Menu

Rumah Firli Bukan Safe House, Tapi Diduga Tempat Lobi

Rizka 27 Oct 2023, 14:17
Rumah Firli Bahuri
Rumah Firli Bahuri

RIAU24.COM - Penggeledahan di rumah Ketua Komisi Pemberantasan Korupsi (KPK) Firli Bahuri di Jakarta Selatan cukup menarik perhatian. Rumah yang terletak di Jalan Kertanegara Nomor 46 itu tampak kontras dengan tetangganya. 

Para mantan pegawai KPK yang tergabung dalam IM57+ Institute menanggapi temuan dan penggledahan rumah Ketua KPK Firli Bahuri di Jalan Kertanegara yang disebut-sebut sebagai safe house. IM57+ Institute memandang penggunaan istilah safehouse bagi rumah Kertanegara dapat membingungkan publik. 

"Hal tersebut mengingat istilah safe house merujuk pada rumah yang dijadikan tempat aman dalam mendukung aktivitas intelejen dan surveillance," kata ketua IM57+ Institute Mochamad Prawad Nugraha dilansir dari republika, Jumat (27/10).

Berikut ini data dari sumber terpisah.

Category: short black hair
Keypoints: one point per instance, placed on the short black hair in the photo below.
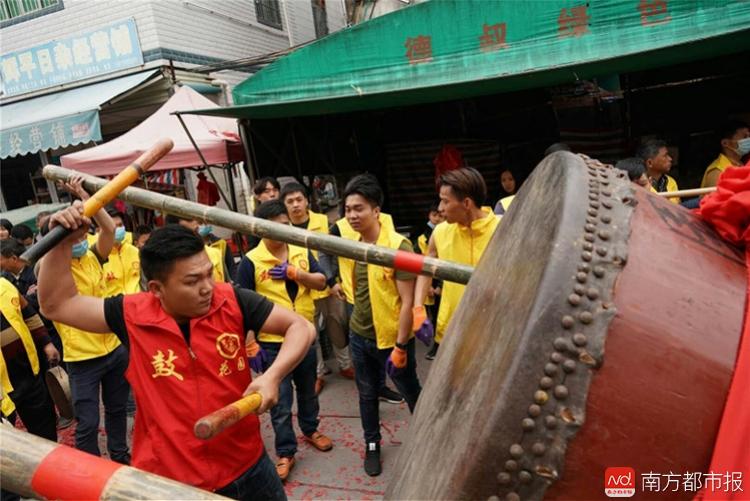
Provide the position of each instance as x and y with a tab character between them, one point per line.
270	209
294	187
141	230
11	247
367	186
730	128
260	185
21	232
634	166
650	148
165	246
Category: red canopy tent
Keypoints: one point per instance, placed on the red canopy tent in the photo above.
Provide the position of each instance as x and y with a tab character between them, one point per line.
216	137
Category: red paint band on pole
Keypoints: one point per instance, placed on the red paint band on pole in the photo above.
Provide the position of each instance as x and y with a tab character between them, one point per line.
69	474
408	261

Praswad menjelaskan safehouse versi yang digunakan KPK merupakan tempat tersembunyi dalam mendukung operasi intelejen dan surveillance guna mendukung penegakan hukum. Rumah tersebut tercatat dalam aset KPK dan dibiayai oleh APBN. 

"Tetapi lokasi yang sangat rahasia yang bahkan tidak semua penyidik pun tidak mengetahui," ujar Praswad. 

Praswad memandang penggunaan rumah yang diduga digunakan oleh Firli bertemu dengan eks Mentan Syahrul Yasin Limpo (SYL) tidak dapat dianggap sebagai safehouse. Ini mengingat rumah tersebut merupakan rumah yang tidak masuk dalam LHKPN.

"Dan bukan digunakan untuk mendukung operasi intelejen KPK," ujar Praswad. 

Praswad justru menduga rumah itu digunakan Firli guna menjalankan aksi lobi kepada para pejabat yang berurusan dengan KPK.  

“Rumah tersebut lebih tepat disebut lobby house karena ternyata diduga menjadi tempat terjadinya negosiasi-negosiasi," ujar Praswad. 

Di sisi lain, Praswad menyebut apabila ternyata rumah tersebut tercatat di KPK, malah akan menjadi penyalahgunaan kewenangan oleh pimpinan KPK karena menggunakan fasilitas negara untuk kepentingan pribadi melakukan lobi. 

Sedangkan, apabila rumah tersebut terafiliasi dengan Firli Bahuri maka tidak dicantumkannya dalam LHKPN menjadi suatu pertanyaan etik dan bahkan pidana.

"Hal tersebut berangkat dari dua asumsi. Asumsi pertama, apabila rumah tersebut disewa atau dibeli pribadi maka darimana Firli mendapatkan uang dengan jumlah yang tidak sedikit," ujar Praswad. 

Sedangkan, asumsi kedua apabila rumah tersebut milik orang lain, maka Firli telah menerima gratifikasi. "Karena rumah tersebut merupakan fasilitas yang tidak dilaporkan," ucap Praswad.